Lew Garrison recently published an opinion piece on al.com. You can see the article here.
The Alabama Supreme Court recently reaffirmed that patients are allowed to sue drug makers who mislead doctors into believing that prescription medicines the companies market do not cause harmful side effects. The case is Weeks v. Wyethand the same decision came again this year after the Supreme Court was asked to revisit the case from last year. We represent the injured patient, Danny Weeks.
The ruling of our Supreme Court protects both doctors and patients in Alabama from using outdated drug labels.
It is important to know why this ruling is important to doctors and patients, why it is not a departure from long standing Alabama law, and why the overreaction from the pharmaceutical industry is a fear tactic with no merit.
Here is how this works. Prescription drugs have a label or package insert, which is a critical document for doctors and required by the FDA. The label should include all dangers and risks that the drug company knows about the drug so that doctors will know these risks to be able to decide if a drug is right for the patient.
The brand company which manufactures and develops the drug is, by law, responsible for the drug label contents. This means that any new dangers and risks the drug company learns over time should be updated in the drug label to inform doctors.
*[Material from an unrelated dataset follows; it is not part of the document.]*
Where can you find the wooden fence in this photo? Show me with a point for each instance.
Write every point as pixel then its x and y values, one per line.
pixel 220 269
After the patent for a brand drug expires, generic drug makers may enter the market. Generic drug makers are not required to test the drug; they must simply convince the FDA that their product is the same and bio-equivalent to the brand drug. If the generic is not the same as the brand drug, the FDA will not approve it.
By law, generic drug companies cannot alter, update or modify the drug label. By law, the brand maker continues to be responsible for the drug label.
Our client, Danny Weeks, was prescribed the drug Reglan to treat his acid reflux. A pharmacist filled the prescription substituting a generic, bioequalivent, lower cost version for Reglan, the brand drug prescribed. Alabama law allows pharmacists to substitute generics because they are the same drug as the brand. The Alabama Legislature and insurance companies support this because generics save money and are allowed on the market only after years of the brand manufacturer holding a monopoly on the drug and charging prices to profit from the drug development.
At the time Reglan was prescribed, the owner of the drug label, Wyeth (now Pfizer) had not updated the label to warn against tardive dyskinesia. Reglan is known to cause this crippling and permanent disease, similar to Parkinson’s disease. After taking the drug, Danny Weeks was diagnosed with tardive dyskinesia.
Long-standing Alabama law allows a person who has been injured by the fraud of another to sue for damages. By law in Alabama, the manufacturer of a drug has a legal duty to warn doctors of all dangers and risks of the drug by putting information in the label or by other means. In this case, the failure of Wyeth to update the drug label is fraud under Alabama law.
Regardless of what some alarmists claim, this decision is not an obstacle to business coming to Alabama. What this decision should do is tell pharmaceutical brand makers that they cannot stop informing doctors about risks of the drug they developed when the drug goes generic.
The Alabama Supreme Court, not the legislature, is responsible for enforcing the law and it did so by applying legal principles that have existed for more than 80 years to the facts of this case to the benefit of doctors and their patients.